Жизнь Пушкина и в Одессе текла пестро и шумно, более шумно и пестро, чем в Кишиневе. Это давало забвение, и это же рождало порою горькие мысли. Новые люди здесь, с которыми ему приходилось общаться, как-то не были еще им «обжиты». После того как внезапно оборвалось с Амалией Ризнич, образовалась в душе пустота, которую не заполняли светские встречи. Все напрягавшаяся глухая борьба с Воронцовым, из которой не видно было исхода, томила и раздражала одновременно.

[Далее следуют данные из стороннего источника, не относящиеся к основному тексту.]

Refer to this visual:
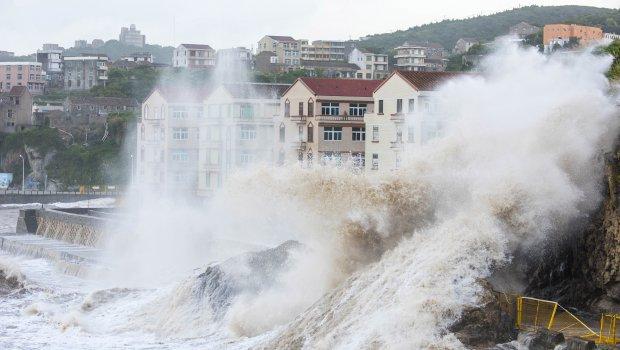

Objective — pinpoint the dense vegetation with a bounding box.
[359,6,620,53]
[64,40,174,64]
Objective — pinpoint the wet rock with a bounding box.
[450,281,516,349]
[194,241,302,319]
[0,268,24,296]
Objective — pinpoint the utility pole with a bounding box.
[19,154,26,192]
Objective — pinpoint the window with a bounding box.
[240,103,254,118]
[351,127,366,141]
[372,153,379,170]
[308,123,314,142]
[349,103,367,117]
[321,102,340,115]
[172,150,189,162]
[172,128,189,140]
[172,107,187,119]
[323,126,342,141]
[280,123,286,142]
[240,125,256,140]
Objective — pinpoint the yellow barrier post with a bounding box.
[547,302,558,329]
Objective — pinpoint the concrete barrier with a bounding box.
[0,191,119,204]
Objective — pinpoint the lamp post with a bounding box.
[19,154,26,192]
[129,153,133,187]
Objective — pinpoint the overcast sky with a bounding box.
[0,0,620,54]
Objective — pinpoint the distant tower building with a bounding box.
[118,24,146,47]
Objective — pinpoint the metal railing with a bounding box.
[496,292,620,345]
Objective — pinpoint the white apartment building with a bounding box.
[364,71,464,171]
[394,43,426,72]
[256,35,301,69]
[118,24,146,47]
[136,87,207,194]
[349,48,389,79]
[198,83,290,196]
[172,44,216,68]
[300,40,347,62]
[63,55,109,90]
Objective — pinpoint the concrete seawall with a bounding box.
[16,208,111,247]
[0,191,119,204]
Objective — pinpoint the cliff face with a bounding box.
[525,148,620,312]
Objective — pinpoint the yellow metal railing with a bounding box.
[497,293,620,345]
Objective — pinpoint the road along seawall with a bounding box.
[0,193,118,204]
[16,208,111,247]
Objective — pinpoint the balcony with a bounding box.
[289,115,308,123]
[316,115,364,123]
[390,113,405,123]
[390,140,404,149]
[291,141,306,151]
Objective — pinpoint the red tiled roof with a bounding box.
[267,35,297,41]
[181,44,213,50]
[299,77,381,97]
[394,70,467,91]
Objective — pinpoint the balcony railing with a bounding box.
[390,113,405,122]
[316,115,364,122]
[390,140,404,149]
[291,141,306,151]
[290,115,308,123]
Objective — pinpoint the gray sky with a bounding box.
[0,0,620,54]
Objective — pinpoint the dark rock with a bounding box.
[450,281,516,349]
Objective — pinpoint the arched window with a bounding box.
[280,123,286,142]
[308,99,314,117]
[308,122,314,142]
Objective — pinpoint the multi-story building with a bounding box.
[136,87,207,194]
[196,83,290,195]
[0,85,34,133]
[256,35,301,69]
[118,24,146,47]
[301,60,360,79]
[0,62,45,95]
[63,54,109,90]
[453,38,480,55]
[217,47,252,69]
[394,43,426,71]
[508,22,540,39]
[172,44,216,68]
[364,71,464,171]
[121,52,153,63]
[300,40,347,62]
[349,48,389,79]
[37,44,63,87]
[543,24,603,51]
[275,77,381,166]
[64,96,139,124]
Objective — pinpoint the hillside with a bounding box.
[64,40,174,64]
[359,5,620,52]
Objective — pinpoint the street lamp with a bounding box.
[19,154,26,192]
[129,153,133,187]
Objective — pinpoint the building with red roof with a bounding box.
[275,77,381,167]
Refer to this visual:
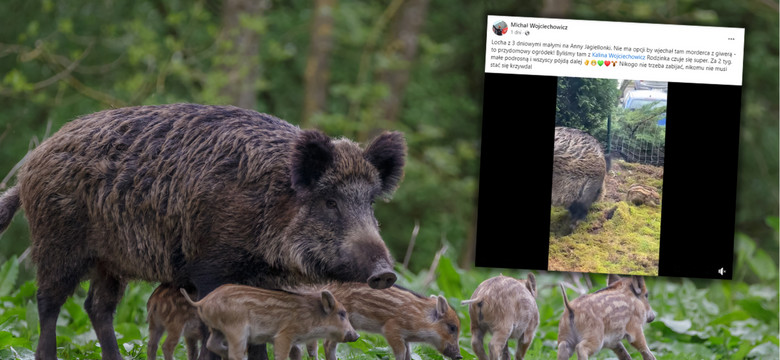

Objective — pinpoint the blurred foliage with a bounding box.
[555,77,620,139]
[604,103,666,147]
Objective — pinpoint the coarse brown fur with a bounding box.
[316,283,462,360]
[0,104,406,359]
[552,127,608,222]
[558,275,655,360]
[182,284,358,360]
[462,273,539,360]
[146,284,208,360]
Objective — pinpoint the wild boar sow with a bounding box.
[0,104,406,359]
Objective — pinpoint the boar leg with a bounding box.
[515,329,534,360]
[306,340,317,360]
[274,333,290,360]
[631,333,655,360]
[488,329,509,360]
[84,265,127,360]
[626,321,655,360]
[163,324,181,360]
[575,339,601,360]
[288,345,303,360]
[247,344,268,360]
[184,337,198,360]
[382,320,406,360]
[610,341,631,360]
[471,324,488,360]
[322,339,339,360]
[30,243,92,360]
[558,341,574,360]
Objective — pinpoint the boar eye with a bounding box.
[325,199,338,209]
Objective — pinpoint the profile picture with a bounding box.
[493,20,509,36]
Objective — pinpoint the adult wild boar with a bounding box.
[552,127,608,224]
[0,104,406,359]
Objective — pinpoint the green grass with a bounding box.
[548,161,662,276]
[0,232,780,360]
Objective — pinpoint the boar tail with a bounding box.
[179,288,198,307]
[0,186,21,233]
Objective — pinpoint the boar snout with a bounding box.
[441,344,463,360]
[368,270,397,290]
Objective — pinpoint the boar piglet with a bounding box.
[324,283,463,360]
[558,275,655,360]
[462,274,539,360]
[146,284,208,360]
[181,284,359,360]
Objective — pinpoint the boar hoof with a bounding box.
[368,271,397,290]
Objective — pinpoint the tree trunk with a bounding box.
[379,0,430,122]
[301,0,337,127]
[218,0,270,109]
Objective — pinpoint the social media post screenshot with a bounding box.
[476,16,744,279]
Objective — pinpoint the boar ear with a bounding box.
[607,274,620,286]
[290,130,335,191]
[363,131,406,196]
[525,273,536,297]
[631,275,645,296]
[436,295,450,319]
[321,290,336,314]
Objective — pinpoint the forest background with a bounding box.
[0,0,780,357]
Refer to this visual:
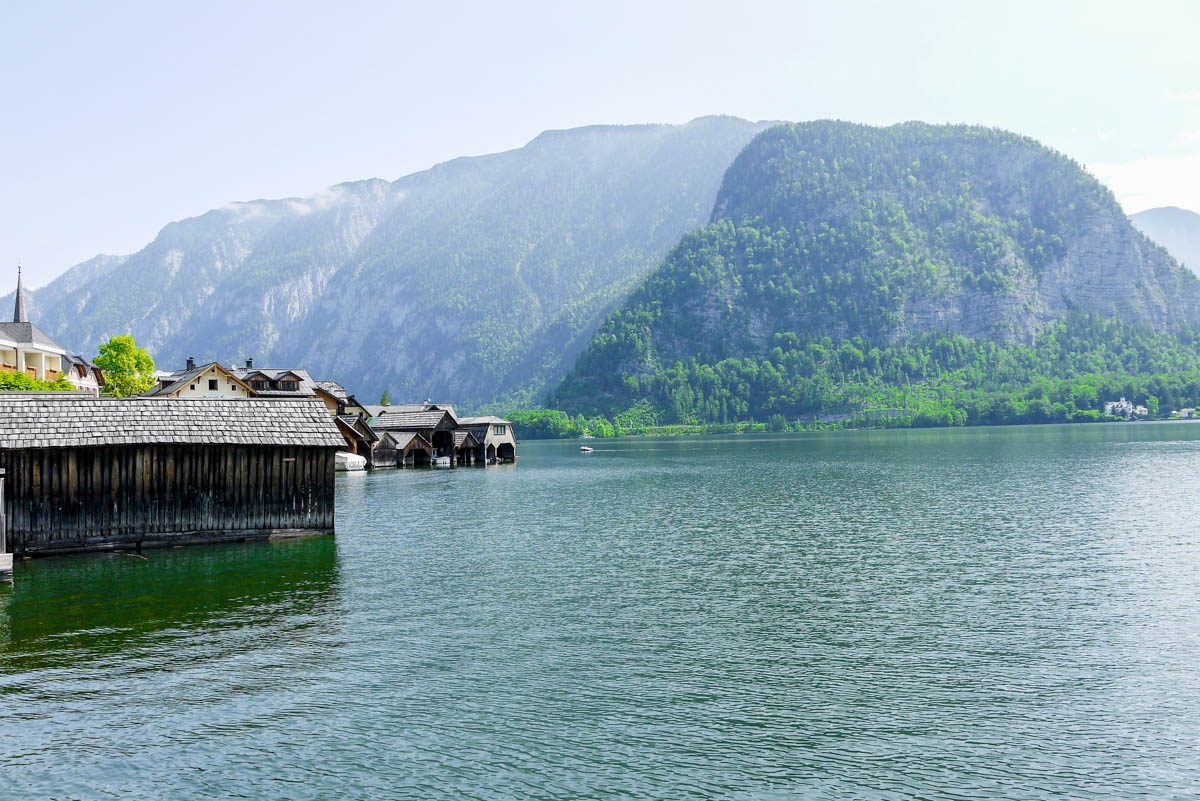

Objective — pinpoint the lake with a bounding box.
[0,423,1200,801]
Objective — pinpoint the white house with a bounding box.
[0,267,67,381]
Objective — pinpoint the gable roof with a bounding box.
[0,393,346,450]
[143,362,253,398]
[229,367,317,398]
[313,380,350,401]
[0,323,66,354]
[383,432,433,451]
[454,428,479,447]
[371,409,458,430]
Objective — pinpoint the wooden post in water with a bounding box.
[0,468,12,576]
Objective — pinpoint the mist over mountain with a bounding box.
[9,118,767,403]
[553,121,1200,422]
[1129,206,1200,275]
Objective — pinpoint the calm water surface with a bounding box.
[0,423,1200,801]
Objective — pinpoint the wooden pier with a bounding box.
[0,396,344,555]
[0,468,12,578]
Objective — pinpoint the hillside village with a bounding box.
[0,269,517,470]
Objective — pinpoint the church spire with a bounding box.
[12,261,29,323]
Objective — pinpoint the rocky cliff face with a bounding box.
[23,118,766,403]
[1129,206,1200,275]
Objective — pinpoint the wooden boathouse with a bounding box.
[0,395,346,555]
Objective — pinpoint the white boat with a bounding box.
[334,451,367,472]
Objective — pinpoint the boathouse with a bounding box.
[371,406,458,459]
[458,417,517,464]
[0,395,346,554]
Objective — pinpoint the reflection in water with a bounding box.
[0,424,1200,799]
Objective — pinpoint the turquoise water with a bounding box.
[0,423,1200,800]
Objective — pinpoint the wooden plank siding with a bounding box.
[0,444,335,554]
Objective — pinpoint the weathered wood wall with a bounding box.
[0,445,334,554]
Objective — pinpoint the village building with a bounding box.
[143,359,254,401]
[0,393,344,554]
[0,267,67,381]
[62,354,104,395]
[371,430,433,469]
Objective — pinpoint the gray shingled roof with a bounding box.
[229,367,317,398]
[454,429,479,447]
[371,409,454,430]
[0,393,346,450]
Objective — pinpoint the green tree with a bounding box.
[0,373,74,392]
[96,333,155,398]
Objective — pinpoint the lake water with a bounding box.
[0,423,1200,801]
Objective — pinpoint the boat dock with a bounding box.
[0,468,12,578]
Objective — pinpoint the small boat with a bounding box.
[334,451,367,472]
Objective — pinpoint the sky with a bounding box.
[0,0,1200,290]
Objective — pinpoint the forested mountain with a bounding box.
[9,118,767,404]
[552,122,1200,423]
[1129,206,1200,275]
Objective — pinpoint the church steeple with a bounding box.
[12,261,29,323]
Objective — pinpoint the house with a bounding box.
[62,354,104,395]
[142,357,256,401]
[334,415,379,455]
[0,395,344,554]
[0,266,67,381]
[368,406,458,459]
[1104,398,1150,420]
[458,416,517,464]
[371,432,433,469]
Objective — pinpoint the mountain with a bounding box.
[552,121,1200,422]
[14,118,767,405]
[1129,206,1200,275]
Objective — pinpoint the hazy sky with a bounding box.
[0,0,1200,291]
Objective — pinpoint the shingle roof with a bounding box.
[313,380,350,401]
[371,409,454,430]
[0,393,346,450]
[384,432,433,451]
[144,362,224,397]
[454,429,479,447]
[229,367,317,398]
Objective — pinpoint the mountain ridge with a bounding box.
[11,116,767,403]
[551,121,1200,422]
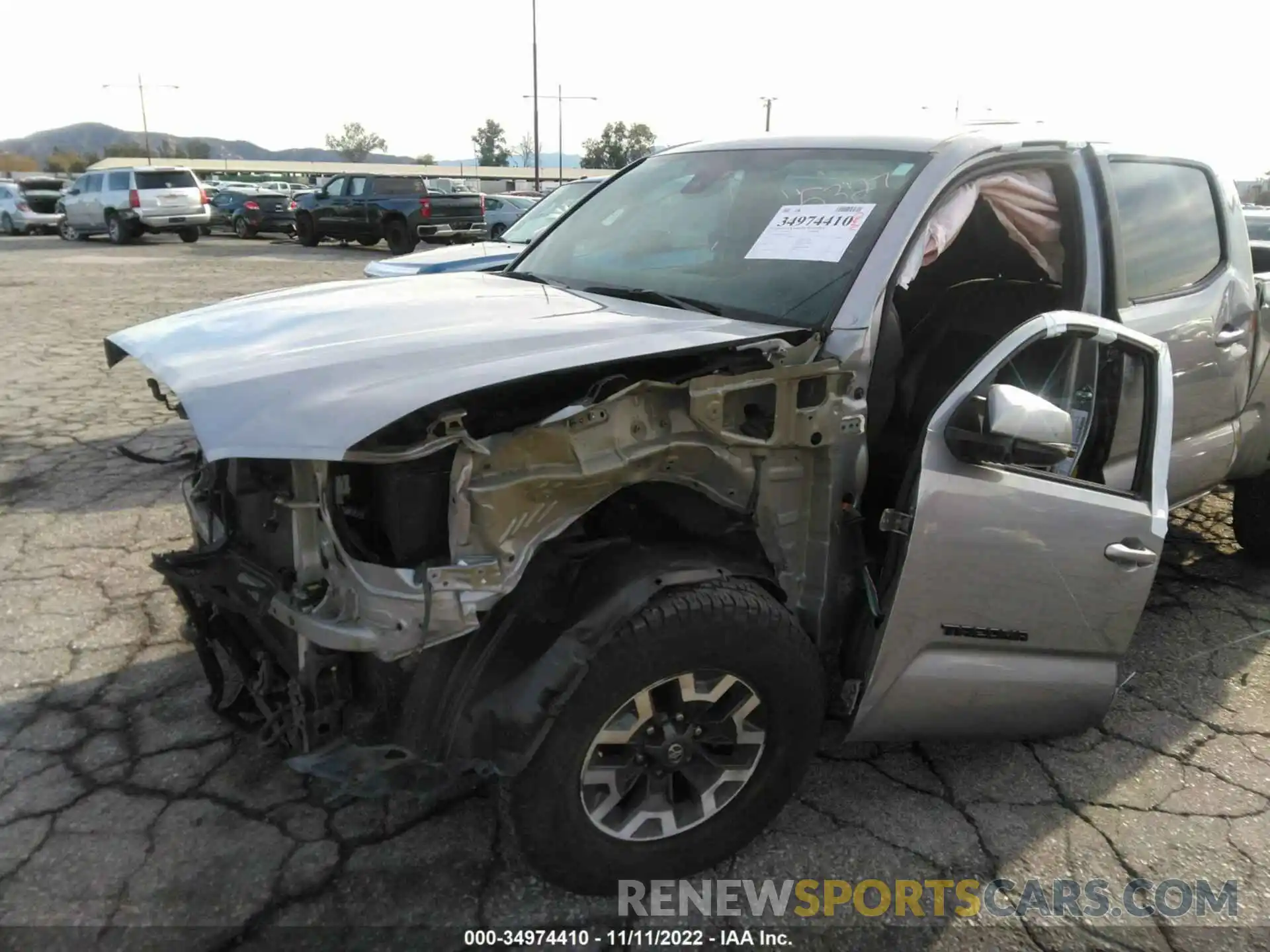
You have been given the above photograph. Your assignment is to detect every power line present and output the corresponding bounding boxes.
[522,85,599,184]
[102,72,181,165]
[758,97,776,132]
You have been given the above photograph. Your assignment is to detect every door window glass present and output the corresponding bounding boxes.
[949,330,1152,496]
[1111,161,1222,299]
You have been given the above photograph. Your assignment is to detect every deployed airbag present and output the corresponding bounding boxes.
[899,169,1063,288]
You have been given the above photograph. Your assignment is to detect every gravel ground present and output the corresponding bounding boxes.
[0,237,1270,949]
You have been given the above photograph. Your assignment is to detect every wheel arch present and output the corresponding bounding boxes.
[396,539,784,775]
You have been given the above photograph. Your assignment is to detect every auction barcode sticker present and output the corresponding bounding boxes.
[745,204,878,262]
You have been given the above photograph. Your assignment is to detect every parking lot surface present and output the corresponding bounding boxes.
[0,237,1270,949]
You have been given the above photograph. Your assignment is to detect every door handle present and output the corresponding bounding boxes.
[1103,539,1158,567]
[1213,324,1248,346]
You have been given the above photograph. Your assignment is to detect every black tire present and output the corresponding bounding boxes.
[1233,473,1270,563]
[296,214,321,247]
[501,579,824,895]
[105,212,132,245]
[384,218,419,255]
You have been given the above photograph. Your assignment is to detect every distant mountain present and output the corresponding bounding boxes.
[0,122,419,165]
[437,152,581,170]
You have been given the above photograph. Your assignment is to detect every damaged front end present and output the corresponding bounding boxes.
[144,333,865,793]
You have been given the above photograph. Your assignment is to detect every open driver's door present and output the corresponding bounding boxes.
[851,311,1173,740]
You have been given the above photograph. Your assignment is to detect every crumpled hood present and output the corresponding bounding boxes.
[105,273,790,459]
[362,241,525,278]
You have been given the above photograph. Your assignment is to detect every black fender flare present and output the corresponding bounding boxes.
[399,543,784,775]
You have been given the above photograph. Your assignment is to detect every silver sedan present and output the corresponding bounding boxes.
[485,196,538,241]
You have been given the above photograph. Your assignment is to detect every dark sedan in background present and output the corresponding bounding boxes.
[203,188,296,239]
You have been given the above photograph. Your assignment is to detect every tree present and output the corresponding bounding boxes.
[472,119,512,165]
[326,122,389,163]
[0,152,40,171]
[581,122,657,169]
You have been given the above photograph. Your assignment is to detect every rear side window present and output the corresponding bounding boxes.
[372,179,428,196]
[136,171,198,189]
[1111,161,1222,299]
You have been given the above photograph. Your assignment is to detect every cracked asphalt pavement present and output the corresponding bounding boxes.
[0,237,1270,951]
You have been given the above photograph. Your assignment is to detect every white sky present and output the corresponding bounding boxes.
[0,0,1270,178]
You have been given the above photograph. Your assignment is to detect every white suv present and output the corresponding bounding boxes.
[58,165,212,245]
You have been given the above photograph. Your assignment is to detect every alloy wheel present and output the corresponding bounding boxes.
[580,672,766,842]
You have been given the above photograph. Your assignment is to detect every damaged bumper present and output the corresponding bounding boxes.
[165,463,503,661]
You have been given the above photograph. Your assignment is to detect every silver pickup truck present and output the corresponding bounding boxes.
[105,127,1270,892]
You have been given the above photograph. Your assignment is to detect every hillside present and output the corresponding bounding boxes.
[0,122,414,163]
[0,122,580,170]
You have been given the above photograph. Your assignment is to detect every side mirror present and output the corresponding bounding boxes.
[944,383,1074,466]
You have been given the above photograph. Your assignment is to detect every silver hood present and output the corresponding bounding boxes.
[105,273,790,459]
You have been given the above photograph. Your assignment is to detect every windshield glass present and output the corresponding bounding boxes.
[508,149,926,326]
[503,182,601,245]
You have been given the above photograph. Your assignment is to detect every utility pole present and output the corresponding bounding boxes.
[758,97,776,132]
[523,85,599,184]
[530,0,542,192]
[102,72,181,165]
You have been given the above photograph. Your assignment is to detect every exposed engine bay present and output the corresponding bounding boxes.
[144,331,865,792]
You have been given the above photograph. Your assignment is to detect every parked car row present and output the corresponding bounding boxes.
[0,177,66,235]
[363,178,603,278]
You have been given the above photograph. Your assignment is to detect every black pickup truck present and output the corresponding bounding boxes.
[296,175,485,255]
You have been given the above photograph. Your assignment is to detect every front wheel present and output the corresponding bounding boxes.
[503,579,824,895]
[1232,472,1270,563]
[384,218,419,255]
[296,214,319,247]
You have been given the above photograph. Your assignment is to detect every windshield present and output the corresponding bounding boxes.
[508,149,926,326]
[503,182,601,245]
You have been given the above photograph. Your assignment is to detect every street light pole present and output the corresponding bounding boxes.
[758,97,776,132]
[102,72,181,165]
[530,0,542,192]
[523,85,599,184]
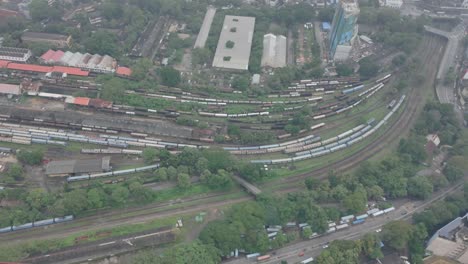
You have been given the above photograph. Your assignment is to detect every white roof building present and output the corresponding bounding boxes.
[213,16,255,70]
[385,0,403,9]
[261,34,287,68]
[194,6,216,48]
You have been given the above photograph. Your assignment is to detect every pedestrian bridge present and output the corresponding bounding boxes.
[232,175,262,196]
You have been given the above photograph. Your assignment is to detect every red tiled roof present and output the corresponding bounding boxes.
[50,50,65,62]
[73,97,89,106]
[116,67,132,76]
[41,50,55,61]
[0,60,11,68]
[0,83,21,95]
[52,66,89,76]
[7,62,52,73]
[41,50,65,62]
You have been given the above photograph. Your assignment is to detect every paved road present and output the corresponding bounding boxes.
[226,179,463,264]
[425,20,468,123]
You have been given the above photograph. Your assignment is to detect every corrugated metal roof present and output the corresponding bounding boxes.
[73,97,89,106]
[46,156,110,175]
[7,62,52,73]
[117,67,132,76]
[0,60,11,68]
[52,66,89,76]
[0,83,21,95]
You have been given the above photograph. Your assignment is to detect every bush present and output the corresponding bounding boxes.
[16,150,44,165]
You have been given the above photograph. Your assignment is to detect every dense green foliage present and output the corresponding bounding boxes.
[358,7,425,54]
[16,150,44,165]
[132,241,221,264]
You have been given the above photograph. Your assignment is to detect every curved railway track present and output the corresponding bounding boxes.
[262,33,442,192]
[0,34,442,248]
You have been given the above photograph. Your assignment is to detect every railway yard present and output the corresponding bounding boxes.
[0,30,443,260]
[0,0,466,264]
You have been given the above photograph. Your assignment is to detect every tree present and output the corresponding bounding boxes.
[382,221,412,250]
[204,170,233,189]
[177,173,192,189]
[408,175,434,200]
[361,233,384,259]
[101,78,125,102]
[87,188,104,209]
[28,0,61,21]
[192,48,211,65]
[7,164,24,181]
[111,186,130,205]
[318,7,335,22]
[131,58,153,80]
[302,226,312,239]
[336,63,353,76]
[199,221,242,256]
[359,57,379,79]
[159,67,181,87]
[305,177,320,191]
[101,0,123,20]
[16,150,44,165]
[343,191,367,213]
[132,241,221,264]
[63,189,88,215]
[154,167,168,181]
[232,75,250,91]
[141,148,158,164]
[84,30,120,57]
[167,166,177,181]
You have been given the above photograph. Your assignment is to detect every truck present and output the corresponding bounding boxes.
[300,257,314,264]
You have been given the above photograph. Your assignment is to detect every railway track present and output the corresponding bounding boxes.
[0,191,245,243]
[0,35,442,252]
[261,33,442,190]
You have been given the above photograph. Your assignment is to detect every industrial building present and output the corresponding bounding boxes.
[21,32,71,48]
[194,6,216,48]
[0,47,32,62]
[46,156,112,177]
[40,50,117,73]
[0,60,89,76]
[383,0,403,9]
[213,16,255,70]
[329,0,359,61]
[0,83,21,96]
[261,34,287,68]
[426,214,468,263]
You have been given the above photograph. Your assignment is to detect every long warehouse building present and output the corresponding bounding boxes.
[213,16,255,70]
[194,6,216,49]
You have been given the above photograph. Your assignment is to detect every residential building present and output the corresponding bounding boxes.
[213,16,255,70]
[0,47,32,62]
[21,32,71,48]
[329,0,359,61]
[384,0,403,9]
[40,50,117,73]
[261,33,287,68]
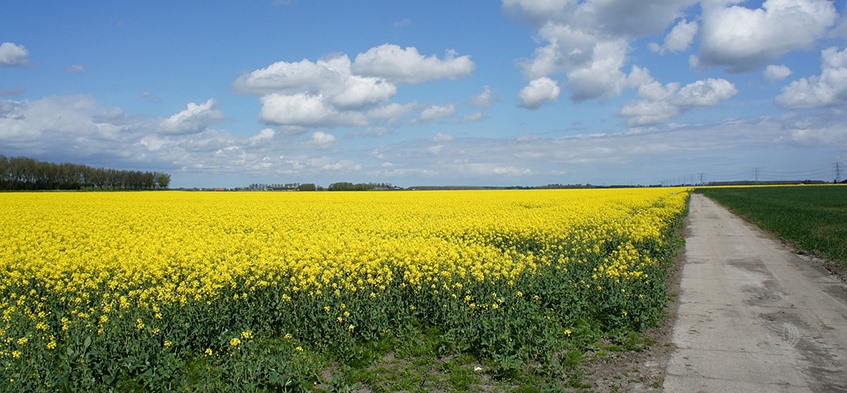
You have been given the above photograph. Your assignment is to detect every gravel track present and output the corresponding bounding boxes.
[664,194,847,392]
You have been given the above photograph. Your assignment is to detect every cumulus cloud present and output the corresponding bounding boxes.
[649,20,699,54]
[65,64,86,74]
[234,55,397,108]
[462,112,483,122]
[367,102,417,122]
[238,44,473,128]
[471,85,494,108]
[308,131,335,148]
[700,0,838,72]
[259,93,367,127]
[776,47,847,108]
[619,70,738,127]
[503,0,696,101]
[159,98,224,134]
[518,77,560,109]
[0,95,148,161]
[351,44,475,83]
[432,132,453,143]
[420,104,456,121]
[762,64,791,82]
[0,42,29,67]
[250,128,276,143]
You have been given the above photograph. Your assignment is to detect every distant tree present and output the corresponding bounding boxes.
[0,155,170,190]
[156,173,171,189]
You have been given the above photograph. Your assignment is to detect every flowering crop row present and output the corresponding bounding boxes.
[0,189,687,390]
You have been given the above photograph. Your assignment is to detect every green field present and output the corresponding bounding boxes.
[697,186,847,268]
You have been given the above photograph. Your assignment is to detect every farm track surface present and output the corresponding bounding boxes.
[664,194,847,392]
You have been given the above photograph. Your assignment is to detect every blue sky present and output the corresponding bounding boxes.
[0,0,847,187]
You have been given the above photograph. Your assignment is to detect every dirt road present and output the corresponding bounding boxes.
[664,194,847,392]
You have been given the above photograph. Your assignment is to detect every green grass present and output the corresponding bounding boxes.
[697,186,847,269]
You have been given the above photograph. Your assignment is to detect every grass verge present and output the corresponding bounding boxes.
[696,186,847,272]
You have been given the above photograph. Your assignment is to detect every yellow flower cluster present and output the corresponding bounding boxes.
[0,188,687,364]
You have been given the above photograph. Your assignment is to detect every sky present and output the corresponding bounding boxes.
[0,0,847,188]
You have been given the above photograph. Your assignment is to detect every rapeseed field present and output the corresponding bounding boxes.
[0,188,688,391]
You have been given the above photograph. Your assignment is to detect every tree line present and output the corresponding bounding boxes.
[0,155,171,190]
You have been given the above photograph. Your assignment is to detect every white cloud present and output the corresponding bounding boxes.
[776,47,847,108]
[471,85,494,108]
[700,0,838,72]
[421,104,456,121]
[0,42,29,66]
[159,98,224,134]
[462,112,483,122]
[259,93,366,127]
[233,55,397,109]
[518,77,560,109]
[351,44,475,83]
[309,131,335,148]
[762,64,791,82]
[139,91,162,104]
[250,128,276,143]
[367,102,417,122]
[65,64,86,74]
[675,78,738,106]
[650,20,699,54]
[432,132,453,143]
[619,69,738,127]
[510,0,696,101]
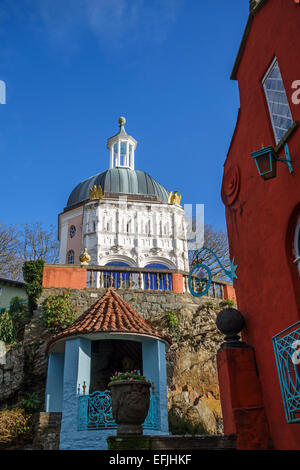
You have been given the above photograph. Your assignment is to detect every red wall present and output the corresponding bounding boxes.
[222,0,300,449]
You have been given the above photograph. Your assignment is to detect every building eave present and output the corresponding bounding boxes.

Сегодня он никуда не выходил, читая, раздумывая, глядя в окно. Ночью, сейчас, родились эти стихи. Так он до сих пор и не ответил Владимиру Федосеевичу Раевскому… Он думал и о нем, и о себе, когда писал эти строки. Но неужели ж таков его отклик на голос «певца из темницы?» Он вспомнил, как у Липранди, отвернувшись к окну, читал послание Раевского. «Бичей кровавый род»… Эта строка и тогда уколола его, вонзившись, подобно стреле, и вот снова она зазвенела в душе, но слова преломились в нем по-иному: из рода в род народам даны ярмо да бич…
«Свободы сеятель пустынный» — да это он, Владимир Раевский. Пушкин не писал ни во втором, ни в третьем лице, он говорил как бы от себя и о себе, но это были именно думы Раевского. В воспоминании вставала кишиневская школа и стриженые головы мальчиков. Да, это он «Рукою чистой и безвинной — В порабощенные бразды — Бросал живительное семя»… Никто сам о себе так бы не мог сказать, но Александр вкладывал ему эти слова так, как он его видел, как его понимал и воспринимал. И было бы жестоко и невозможно писать: «Но потерял ты только время»… А дальше… дальше Пушкин дал себе волю и восклицал уже от себя самого, изливая всю горечь и боль своих размышлений.